Fitofarmaka Bukan Obat Tradisional, Tenaga Medis Jangan Ragu Meresepkan kepada Pasien
jpnn.com, JAKARTA - Peluang fitofarmaka atau obat herbal yang sudah terbukti secara ilmiah khasiatnya dan terjamin mutunya untuk masuk dalam pendanaan BPJS terbuka lebar.
Hal ini setelah Undang-Undang Nomor 17 Tahun 2023 tentang Kesehatan secara resmi disahkan oleh Presiden Joko Widodo pada Juli lalu.
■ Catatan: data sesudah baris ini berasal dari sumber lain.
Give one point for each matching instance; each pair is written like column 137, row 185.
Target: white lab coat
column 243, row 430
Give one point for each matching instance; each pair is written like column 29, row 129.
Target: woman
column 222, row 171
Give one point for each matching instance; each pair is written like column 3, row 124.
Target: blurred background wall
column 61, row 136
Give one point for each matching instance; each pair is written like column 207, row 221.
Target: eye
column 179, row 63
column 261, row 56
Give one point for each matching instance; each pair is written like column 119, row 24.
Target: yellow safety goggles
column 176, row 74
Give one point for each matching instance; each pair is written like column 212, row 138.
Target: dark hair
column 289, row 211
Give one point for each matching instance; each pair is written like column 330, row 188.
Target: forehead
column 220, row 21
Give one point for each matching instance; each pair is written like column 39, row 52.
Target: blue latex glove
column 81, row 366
"Di UU Kesehatan secara tegas menyebut fitofarmaka bukan obat jamu atau obat tradisional maka akan memperbesar peluang dalam pelayanan kesehatan khususnya yang didanai BPJS," kata Prof. dr. Laksono Trisnantoro, M.Sc., Ph.D, Staf Khusus Menteri Kesehatan bidang Ketahanan (Resiliency) Industri Obat dan Alat Kesehatan Kementerian Kesehatan Republik Indonesia dalam webinar series "Workshop Fitofarmaka Bagi Tenaga Kesehatan dan Tenaga Medis", Kamis (5/10).
Dalam Rancangan Peraturan Pemerintah (RPP), Pasal 919, menyebutkan fitofarmaka merupakan obat bahan alam yang digunakan untuk pemeliharaan kesehatan, peningkatan kesehatan, pencegahan penyakit, pengobatan dan/atau pemulihan kesehatan yang telah dibuktikan kemanan dan khasiatnya secara ilmiah dengan uji praklinik dan uji klinik serta bahan baku dan produk jadinya teklah distandardisasi.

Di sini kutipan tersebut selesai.